PSU Students win 2017 AICP Student Project Award

Hilltop Planning, a group of students from the Master of Urban and Regional Planning (MURP) program at Portland State University, received a 2017 Student Project Award from the American Institute of Certified Planners (AICP) for their Planning Workshop project, OHSU Night Access Plan.

The group took third prize in NITC's 2016 student video contest with their short video about the Night Access Plan:

Oregon Health & Science University Night Access Plan

They are presenting the project today in the first breakout session at the 2017 Oregon Active Transportation Summit.

The student team members are David Backes, Lea Anderson, Shane Valle, Rae-Leigh Stark, Taylor Phillips, and Abe Moland, and faculty advisers included Ethan Seltzer, Marisa Zapata and Susan Hartnett. The students will be recognized in May at the 2017 American Planning Association National Planning Conference in New York City.

The OHSU Night Access Plan lays out a strategy to make getting to and from Oregon Health & Science University (OHSU) at night and early in the morning safer, more convenient, and affordable.

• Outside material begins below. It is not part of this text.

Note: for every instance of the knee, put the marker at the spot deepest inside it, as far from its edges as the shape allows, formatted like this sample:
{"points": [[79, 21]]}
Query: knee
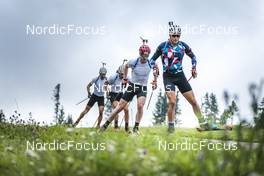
{"points": [[101, 112], [172, 103], [194, 102], [126, 110], [140, 106]]}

Employees who work during these hours have fewer transportation options than daytime workers do. Since many of these employees work the least favorable shifts because they are new or have lower incomes, they are even more disadvantaged than those traveling during daytime hours. The Night Access plan seeks to make sure these employees are served by transportation options when they need them.

Each year, MURP workshop students work with community clients to develop projects that are problem‐centered, require the development and evaluation of alternatives, result in a recommended course of action, and depend on direct community participation.

This is the seventh time in the last 11 years that a PSU student project has won a national award from AICP, more than any other planning program in the United States.

Last year, MURP students received an AICP Student Project Award for their project Fourth Plain Forward: An Action Plan for Vancouver's Multicultural Business District, which the City of Vancouver has since adopted as a multi-year initiative to improve the portion of East Fourth Plain Boulevard known as Vancouver’s “international business district.”